The report shows that 46% of borrowers opted for two-year fixed rate products, compared with 41% who chose five-year fixes. Just 4% selected a three-year fix and 2% took a 10-year product.
Completions rose 71% month-on-month, while pipeline cases fell 9% and instructions dropped 4%, pointing to a rush of borrowers finalising deals before their current home loan expires. The cancellation rate edged up by 1%.
The data also highlights the continued strain on household finances. Borrowers who remortgaged in July faced an average monthly repayment increase of £329.54, with more than half (56%) seeing their monthly outgoings rise. By contrast, around a third (33%) managed to reduce their repayments, with an average monthly saving of £207.63.
At the same time, many borrowers appear to be using remortgaging as an opportunity to release equity. Almost half (43%) increased their loan size in July, borrowing on average an additional £20,848.
This figure is almost double the average amount by which those reducing their debt cut back (£12,739). A further 30% reported no change in their loan size, underlining the varied strategies homeowners are taking as they adjust to higher rates.
Regionally, remortgage activity revealed sharp differences across the UK. The average remortgage loan stood at £231,936, up 11% on June.
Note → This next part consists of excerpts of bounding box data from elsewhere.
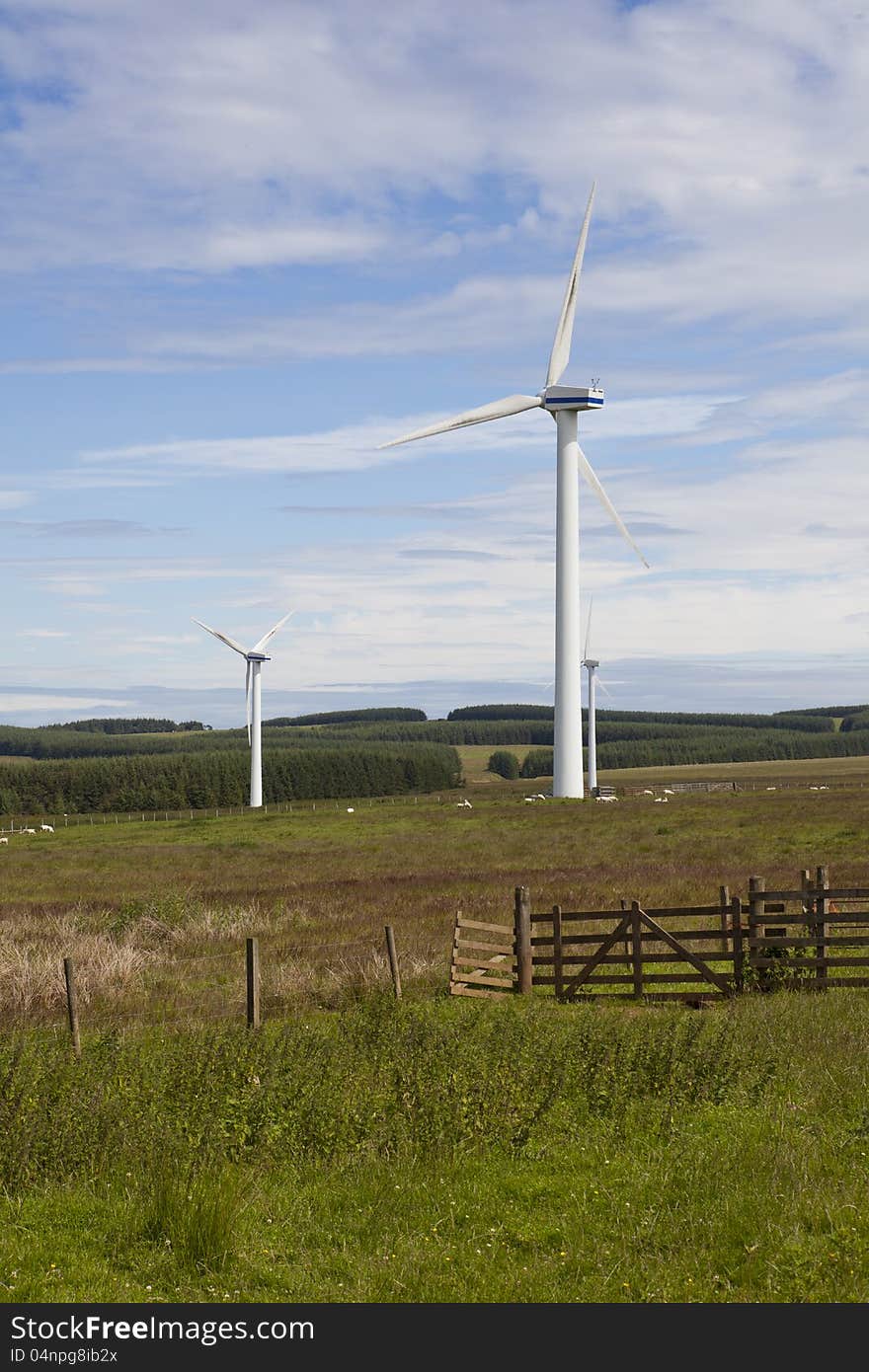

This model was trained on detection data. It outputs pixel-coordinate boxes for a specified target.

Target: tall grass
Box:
[0,992,869,1302]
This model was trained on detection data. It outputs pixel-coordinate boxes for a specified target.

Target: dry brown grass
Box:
[0,784,869,1024]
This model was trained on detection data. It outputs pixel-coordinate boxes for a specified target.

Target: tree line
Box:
[264,705,429,728]
[503,729,869,777]
[0,745,461,815]
[43,719,206,734]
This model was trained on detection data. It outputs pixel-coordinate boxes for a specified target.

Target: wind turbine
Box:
[191,611,294,809]
[380,186,650,799]
[582,601,606,795]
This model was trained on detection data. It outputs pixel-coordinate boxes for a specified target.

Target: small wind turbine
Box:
[194,611,294,809]
[380,187,648,799]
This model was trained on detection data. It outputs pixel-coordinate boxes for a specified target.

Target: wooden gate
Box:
[449,911,516,1000]
[531,889,743,1002]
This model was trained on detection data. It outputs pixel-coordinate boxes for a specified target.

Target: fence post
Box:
[552,905,564,1000]
[718,886,731,953]
[244,939,260,1029]
[514,886,531,996]
[814,867,830,991]
[731,896,744,992]
[749,877,769,984]
[386,925,401,1000]
[63,957,81,1058]
[630,900,643,1000]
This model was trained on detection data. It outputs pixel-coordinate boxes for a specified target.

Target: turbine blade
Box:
[253,609,295,653]
[577,447,650,567]
[377,395,542,451]
[191,615,247,657]
[244,657,251,748]
[546,181,595,386]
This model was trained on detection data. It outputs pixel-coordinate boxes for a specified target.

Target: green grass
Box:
[0,995,869,1302]
[0,779,869,1302]
[8,782,869,1028]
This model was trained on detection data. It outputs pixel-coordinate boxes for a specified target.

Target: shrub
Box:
[520,748,553,777]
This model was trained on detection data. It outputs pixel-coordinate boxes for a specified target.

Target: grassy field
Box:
[0,761,869,1302]
[0,784,869,1025]
[0,993,869,1304]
London remained by far the most expensive market, with an average loan of £408,865—more than double the average for the rest of the country.
However, the most striking month-on-month increase came in the South West, where the average remortgage rose 13% to £212,849, signalling growing affordability pressures outside the capital.
The South East also posted strong growth with a 12% rise, taking its average remortgage amount to £300,704. In contrast, Wales was the only region to see a decline, with average loan amounts falling 2% to £151,080.
The length of previous mortgages also varied significantly. On average, borrowers had held their prior deal for just under five years, at 58.94 months—a notable 18% fall from June, suggesting faster refinancing cycles. The North East recorded the longest average at 67 months, while the South East had the shortest at just 55 months.
The snapshot also highlights a split in expectations over the direction of interest rates. Almost half (44%) of borrowers expect base rates to rise within the next 12 months, while 19% believe an increase is further away and more than a third (37%) do not expect any rise at all.
LMS chief executive Nick Chadbourne said: “Most borrowers have favoured short-term certainty, with two-year fixed-rate products becoming the most popular choice. While monthly repayments increased for many, the desire to manage costs and secure financial stability remained a key driver. Further spikes are likely to occur around quarter-end, when more fixed-rate products expire.”